“Contrary to the disinformation promulgated in recent years by the so-called “men’s rights” movements, the most important statistics about violence against women do not lie. The vast majority of credible researchers in sociology, criminology, and public health confirm that men commit the most serious intimate-partner violence and the overwhelming amount of sexual violence, including the sexual abuse of children. Some women in heterosexual relationships do assault their male partners, and a small number of researchers maintain that women’s violence against men is a more significant social problem than many people in the field recognize or acknowledge. But while women’s violence is wrong – if used for purposes other than self-defense – it is rarely part of a systematic pattern of power and control through force or the threat of force. On a wide range of issues, from domestic violence and rape to stalking and sexual harassment, there is no symmetry between men’s and women’s violence against each other, no equivalence. If the tables were turned, and the primary problem was women assaulting men, would we be as likely to blame the victim as are now? Would the general public be needlessly focused on men’s experience of victimization at the hands of women? Would people constantly be asking: why do men stay with the women who beat them? Somehow I don’t think so. I think most of us – especially men – would be honing in on the source of the problem – women’s behavior.

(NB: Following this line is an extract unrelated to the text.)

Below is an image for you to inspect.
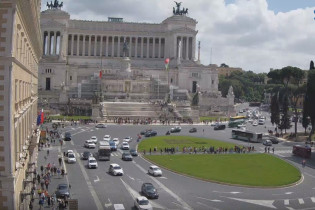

We would ask, rightly, “What the hell is going on with women? How are we going to get them to stop assaulting us?”
But with the situation reversed, we focus not on the perpetrator class but on the victims. There’s some history behind this, and some language. Ever since women succeeded at breaking silence around the historical reality of their experience of violence at the hands of men, Western and other world cultures have framed gender violence as a “women’s issue.” This act of framing/naming has had a profound impact on our collective consciousness, both positive and negative. On the one hand, thinking about gender violence as a women’s issue has contributed to a foregrounding of the needs of female victims and survivors. The dramatic growth over the past three decades in public understanding about how violence against women harms women – how it is a violation of their basic human rights – is one of the great achievements of modern multicultural feminism.
On the other hand, focusing on what happens to *women* has helped obscure the role played by *men* – and male culture – in the ongoing violence. After all, men are not only the primary perpetrators of gender violence. We are also the not-so-innocent bystanders. Men hold a disproportionate amount of economic, social, and political power. This means we’re most responsible for those aspects of our culture that promote and encourage violence against women. It also means we’re more responsible for what we do or do not prioritize in terms of prevention – including the prevention of gender violence.
On a personal level, men who are not abusive towards women nonetheless play important roles in the lives of men who are. Men who physically and sexually abuse women are not monsters who live apart from the civilized world. They are in our families and friendship circles. They are our fathers, our sons, our brothers, and our best friends. They are our fishing partners, drinking buddies, teammates, fraternity brothers, and colleagues. We too easily let them and ourselves off the hook when we call their violence a “women’s issue.” Do we do it intentionally? I don’t know. But whether conscious or unconscious it’s an effective strategy to avoid accountability.”
Jackson Katz, The Macho Paradox, pp. 15-16. From the section, “3. Men are the primary perpetrators.” [Emphasis added.]